At what point did succession start being considered?
Hamilton: About 10 years ago. Emily worked at the company straight out of college, left for a few years and came back. I came back around the same time she came back the second time. At that time, our parents were both involved in the company. They said, “We are looking to create a plan to transition the company, and we need you both to be here to learn the ins and outs of the company to make that transition.” It’s been a gradual process where we have taken on aspects of leadership. When our father stepped down as CEO this summer, it was more symbolic than anything because we have been transitioning for a long time, and we had taken on many aspects of leadership.
How is your leadership style different from your father’s?
Schwerin-Whyte: We each have different ideas about how to do things. We are very aligned around the mission and our principles, and that makes things easy, but we also have really different approaches and priorities. We were recently meeting as a family to talk about our vision for our sustainable and social mission, and it’s fascinating to see the different approaches. Our dad continues to be big picture. It’s not as grounded in the operational elements. Because Rebecca and I work in the day-to-day, we tend to have a more operational path for how we think about where we want to go as a company. One of our challenges is: How do we not lose sight of the inspiration and excitement that comes with thinking big and not being tied down by operational considerations while still having the benefit of decision-making with operational considerations?
How can you build Badger’s product portfolio to continue to fuel growth?
Hamilton: We certainly can’t ignore sunscreen when we think about new product development. The more expertise we gain in that category, the more duty we feel to create products people need. The other category we feel we can do really well in is face care.

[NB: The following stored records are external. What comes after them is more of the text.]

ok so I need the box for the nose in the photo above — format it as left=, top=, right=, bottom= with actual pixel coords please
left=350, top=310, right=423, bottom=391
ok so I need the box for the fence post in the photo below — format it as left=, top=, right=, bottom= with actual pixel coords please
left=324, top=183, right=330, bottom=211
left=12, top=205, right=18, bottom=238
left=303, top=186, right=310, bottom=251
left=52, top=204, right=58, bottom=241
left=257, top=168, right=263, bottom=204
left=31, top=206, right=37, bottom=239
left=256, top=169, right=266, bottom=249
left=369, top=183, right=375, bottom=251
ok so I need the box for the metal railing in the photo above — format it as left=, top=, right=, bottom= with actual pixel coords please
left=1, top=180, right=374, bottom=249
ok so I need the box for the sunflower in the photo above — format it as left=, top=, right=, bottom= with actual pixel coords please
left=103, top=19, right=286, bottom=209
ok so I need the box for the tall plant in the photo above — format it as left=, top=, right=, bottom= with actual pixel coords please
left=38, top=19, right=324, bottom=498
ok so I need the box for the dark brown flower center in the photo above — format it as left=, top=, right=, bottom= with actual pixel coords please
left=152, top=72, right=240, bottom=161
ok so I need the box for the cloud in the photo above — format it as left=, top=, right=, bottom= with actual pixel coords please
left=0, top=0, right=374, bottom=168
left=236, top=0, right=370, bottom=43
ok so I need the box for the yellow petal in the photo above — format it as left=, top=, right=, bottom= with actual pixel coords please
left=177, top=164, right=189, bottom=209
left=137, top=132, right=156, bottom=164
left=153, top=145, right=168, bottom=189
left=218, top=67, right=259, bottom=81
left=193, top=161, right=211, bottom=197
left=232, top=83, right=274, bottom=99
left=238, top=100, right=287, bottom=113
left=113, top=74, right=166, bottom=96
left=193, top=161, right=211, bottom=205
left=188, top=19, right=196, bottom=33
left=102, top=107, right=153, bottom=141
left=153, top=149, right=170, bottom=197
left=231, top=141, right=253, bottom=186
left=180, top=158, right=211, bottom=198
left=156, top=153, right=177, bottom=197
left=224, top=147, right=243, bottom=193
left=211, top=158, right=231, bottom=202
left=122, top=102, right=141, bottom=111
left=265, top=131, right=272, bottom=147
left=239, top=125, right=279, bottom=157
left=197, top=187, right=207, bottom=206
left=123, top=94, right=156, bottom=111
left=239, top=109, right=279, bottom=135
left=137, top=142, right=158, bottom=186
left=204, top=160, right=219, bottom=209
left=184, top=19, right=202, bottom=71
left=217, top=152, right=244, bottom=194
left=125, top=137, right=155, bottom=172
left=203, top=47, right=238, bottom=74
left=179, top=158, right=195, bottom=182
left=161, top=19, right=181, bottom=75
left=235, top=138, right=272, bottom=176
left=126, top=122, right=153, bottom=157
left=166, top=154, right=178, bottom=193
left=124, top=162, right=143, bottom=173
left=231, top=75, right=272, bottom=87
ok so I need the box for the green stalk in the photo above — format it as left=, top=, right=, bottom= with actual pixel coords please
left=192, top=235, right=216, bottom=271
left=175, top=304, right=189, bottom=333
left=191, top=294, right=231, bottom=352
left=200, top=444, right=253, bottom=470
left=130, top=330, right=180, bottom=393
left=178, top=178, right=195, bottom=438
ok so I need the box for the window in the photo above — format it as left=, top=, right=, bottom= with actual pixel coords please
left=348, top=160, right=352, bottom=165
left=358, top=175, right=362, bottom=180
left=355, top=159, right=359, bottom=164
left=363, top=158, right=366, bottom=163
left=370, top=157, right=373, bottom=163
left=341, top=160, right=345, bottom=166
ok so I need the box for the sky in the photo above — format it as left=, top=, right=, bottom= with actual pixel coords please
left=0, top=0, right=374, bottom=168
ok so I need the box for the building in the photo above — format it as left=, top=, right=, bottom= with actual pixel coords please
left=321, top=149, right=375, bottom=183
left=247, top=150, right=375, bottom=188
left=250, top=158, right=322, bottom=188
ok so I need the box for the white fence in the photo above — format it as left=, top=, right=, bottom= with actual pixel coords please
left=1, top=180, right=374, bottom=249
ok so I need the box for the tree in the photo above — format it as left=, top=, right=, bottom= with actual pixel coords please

Face care as a category has so many prestige price points, but we are able to create products that meet our standards and are accessible. Sunscreen is an over-the-counter drug, and we would like to do other over-the-counter products that are natural. We might do natural first-aid products.
What’s a long-term goal for Badger?
Schwerin-Whyte: We have a vision of having farms ourselves. We are really excited about deepening our connection to sourcing. I think we tend to be a little bit more visionary than opportunistic. We are not as much about strategizing and following a plan of action, and more about envisioning what we think is the right thing for the future and, then, aligning our action with our mission and looking for the doors to open to move us forward.